Probably not one in one hundred thousand workers and students had ever heard of the Fourth International: I certainly hadn’t before I was recruited…
3. Being received into the Catholic Church
People join religious organisations for many, often prosaic reasons. But JD Vance joined after an intense study of St. Augustine’s massive City of God. In this fifth century work, Augustine condemns Rome, the City of Men, devoted to present excess, hedonism, selfish ambition and heedless individualism. Vance had no problem identifying those ancient Roman pagans with contemporary American coastal elites with their mindless hedonism; their secular, patronising arrogance.
Augustine counterposes the City of God, the community of those who love God and live according to His will. The Catholic Church is a visible manifestation of the City of God on earth, and promotes the virtues of humility, communitarianism and morality.

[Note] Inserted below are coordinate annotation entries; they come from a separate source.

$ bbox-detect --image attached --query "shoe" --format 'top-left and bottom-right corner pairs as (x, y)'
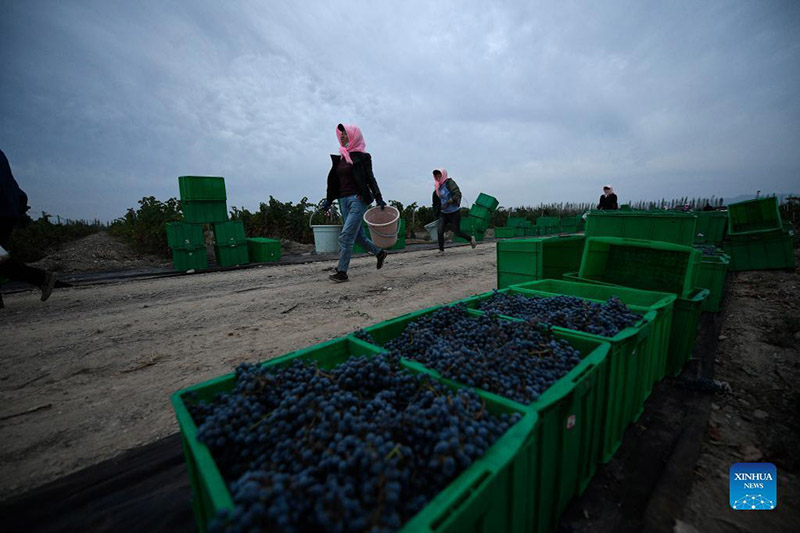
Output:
(41, 272), (58, 302)
(328, 270), (347, 283)
(375, 250), (389, 270)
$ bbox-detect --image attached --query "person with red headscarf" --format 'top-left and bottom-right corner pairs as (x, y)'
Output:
(322, 124), (387, 283)
(433, 168), (477, 253)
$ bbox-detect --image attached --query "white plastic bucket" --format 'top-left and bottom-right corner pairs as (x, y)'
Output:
(308, 213), (342, 254)
(311, 225), (342, 254)
(425, 218), (439, 241)
(364, 205), (400, 248)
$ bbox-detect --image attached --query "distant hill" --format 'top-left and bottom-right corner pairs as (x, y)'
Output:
(723, 192), (800, 205)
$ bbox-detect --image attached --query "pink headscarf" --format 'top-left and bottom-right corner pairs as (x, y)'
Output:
(336, 124), (367, 165)
(433, 168), (450, 198)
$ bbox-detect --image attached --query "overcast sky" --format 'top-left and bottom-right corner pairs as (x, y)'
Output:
(0, 0), (800, 220)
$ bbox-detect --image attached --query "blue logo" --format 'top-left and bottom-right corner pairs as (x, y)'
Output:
(730, 463), (778, 511)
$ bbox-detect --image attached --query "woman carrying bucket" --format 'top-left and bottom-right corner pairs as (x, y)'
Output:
(322, 124), (386, 283)
(433, 168), (477, 253)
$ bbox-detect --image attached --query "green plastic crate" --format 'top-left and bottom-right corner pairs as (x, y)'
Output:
(578, 237), (700, 297)
(181, 200), (228, 224)
(728, 196), (781, 236)
(178, 176), (223, 201)
(172, 247), (208, 271)
(213, 220), (245, 246)
(469, 204), (492, 220)
(247, 237), (281, 263)
(166, 222), (205, 248)
(697, 254), (729, 313)
(522, 226), (547, 237)
(353, 218), (406, 254)
(214, 241), (250, 267)
(694, 211), (728, 245)
(666, 289), (709, 376)
(494, 228), (516, 239)
(586, 210), (697, 246)
(366, 306), (609, 531)
(496, 235), (584, 289)
(514, 280), (677, 410)
(464, 282), (652, 462)
(475, 193), (500, 211)
(171, 337), (539, 533)
(536, 216), (561, 226)
(722, 231), (795, 272)
(563, 272), (710, 376)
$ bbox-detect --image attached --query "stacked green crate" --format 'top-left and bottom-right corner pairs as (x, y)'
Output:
(172, 337), (540, 533)
(695, 245), (730, 313)
(353, 218), (406, 254)
(496, 235), (584, 289)
(246, 237), (281, 263)
(366, 306), (609, 531)
(586, 210), (697, 246)
(213, 220), (250, 267)
(464, 282), (652, 462)
(506, 279), (676, 417)
(694, 211), (728, 246)
(166, 222), (208, 271)
(178, 176), (228, 224)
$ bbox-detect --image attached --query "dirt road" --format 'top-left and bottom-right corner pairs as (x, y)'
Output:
(0, 243), (496, 499)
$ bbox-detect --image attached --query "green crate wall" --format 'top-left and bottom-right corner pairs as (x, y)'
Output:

JD Vance considered the Catholic Church as the right organisation of resistance: he decided to join.
[St. Augustine wrote "The City of God" over a span of several years, beginning in 413 AD and completing it around 426 AD. This period was during a time of great turmoil in the Roman Empire, particularly marked by the sack of Rome by the Visigoths in 410 AD, which partly inspired Augustine to write the work. The full title of the work is "De Civitate Dei contra Paganos" (The City of God against the Pagans), and it addresses the decline of Rome and defends Christianity against the accusations that it was responsible for the fall of the Empire. (ChatGPT).]